Judul: Pembunuhan di Sungai Nil
Judul asli: Death on The Nile
Penulis: Agatha Christie (1937)
Alih bahasa: Mareta
Penerbit: PT Gramedia Pustaka Utama
Tahun: 2011
"Une qui aime et une qui se laisse aimer
-- seorang yang mencinta dan seorang yang menjauhi cinta"
- Hercule Poirot -
Linnet Ridgeway adalah gadis yang memiliki segalanya. Wajahnya cantik,
rambutnya pirang berombak dan ditata rapi, serta memiliki kekayaan yang
berlimpah. Umurnya belum dua puluh satu dan ia akan menikah dengan Lord
Windlesham. Tapi pertemuannya dengan kawan masa kecilnya, Jacqueline
"Jackie" de Bellefort bersama tunangannya Simon Doyle membuat masa depan
Linnet berubah. Linnet kemudian menikah dengan Simon Doyle dan Jackie
menjadi patah hati.
Pasangan muda itu berbulan madu ke Mesir, tanpa sengaja bertemu dengan
Hercule Poirot yang juga sedang berlibur ke Mesir. Selain Linnet dan Simon,
ternyata Jackie mengikuti ke mana pun mereka pergi. Linnet ketakutan
sedangkan Simon jengkel, tapi mereka tidak bisa melakukan apa-apa. Di
sekeliling mereka pun ternyata banyak orang yang 'kebetulan' juga berlibur
ke Mesir dan merupakan kenalan Linnet, tentu saja, karena Linnet bisa
disebut selebriti karena kekayaannya dan pernikahannya yang kontroversial.

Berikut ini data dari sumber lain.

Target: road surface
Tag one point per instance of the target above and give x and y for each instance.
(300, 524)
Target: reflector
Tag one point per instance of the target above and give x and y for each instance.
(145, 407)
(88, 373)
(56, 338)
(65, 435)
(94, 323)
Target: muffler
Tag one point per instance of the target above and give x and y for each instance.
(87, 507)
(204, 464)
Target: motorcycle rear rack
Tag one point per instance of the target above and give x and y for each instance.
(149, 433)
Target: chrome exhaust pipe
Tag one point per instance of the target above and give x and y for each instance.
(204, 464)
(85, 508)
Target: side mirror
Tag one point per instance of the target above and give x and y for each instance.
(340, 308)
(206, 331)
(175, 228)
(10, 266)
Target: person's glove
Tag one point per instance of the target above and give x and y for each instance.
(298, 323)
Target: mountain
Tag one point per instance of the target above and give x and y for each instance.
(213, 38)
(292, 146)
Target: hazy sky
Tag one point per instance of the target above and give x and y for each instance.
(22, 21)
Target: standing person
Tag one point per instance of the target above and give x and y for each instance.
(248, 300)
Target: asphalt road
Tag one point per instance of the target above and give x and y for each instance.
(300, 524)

Simon dan Linnet akan bertamasya menyusuri Sungai Nil dengan kapal Karnak
dengan diam-diam agar tidak diikuti Jackie. Rombongan yang akan ikut dalam
kapal tersebut selain Simon dan Linnet adalah: Louise pelayan Linnet, Mrs.
Allerton dan anak laki-lakinya Tim, Mrs. Otterbourne dan anak gadisnya
Rosalie, Miss. Van Schuyler bersama perawatnya Miss Bowers dan keponakannya
Miss Robson, wali Linnet Mr. Pennington, Mr. Richetti si arkeolog, Dr.
Bessner seorang dokter, Mr. Fanthorp seorang pengacara, dan Mr. Ferguson
yang sepertinya seorang perusuh, serta Jackie yang ternyata juga ikut dalam
rombongan, dan tentu saja Hercule Poirot. Tak dipungkiri bahwa perjalanan
tamasya ini akan menjadi penuh intrik.
Dalam perjalanan, rombongan tersebut berhenti dan turun di beberapa tempat
rekreasi, seperti piramida. Tanpa sengaja, Hercule Poirot bertemu dengan
kawannya, Kolonel Race yang sedang menyelidiki seorang pembunuh berdarah
dingin yang berada dalam rombongan Karnak. Kolonel Race kemudian ikut dalam
rombongan kapal tersebut. Suasana dalam kapal itu selalu tegang dengan
adanya Jackie yang menguntit pasangan Simon dan Linnet. Hampir semua orang
tahu bahwa pasti akan ada drama yang terjadi. Benar saja, pada suatu dini
hari, terjadi drama yang melibatkan Simon dan Jackie disaksikan Miss. Robson
dan Mr. Fanthorp. Jackie menembak kaki Simon setelah mereka bertengkar
karena mabuk. Miss. Robson memapah Jackie untuk menemui si perawat, Miss.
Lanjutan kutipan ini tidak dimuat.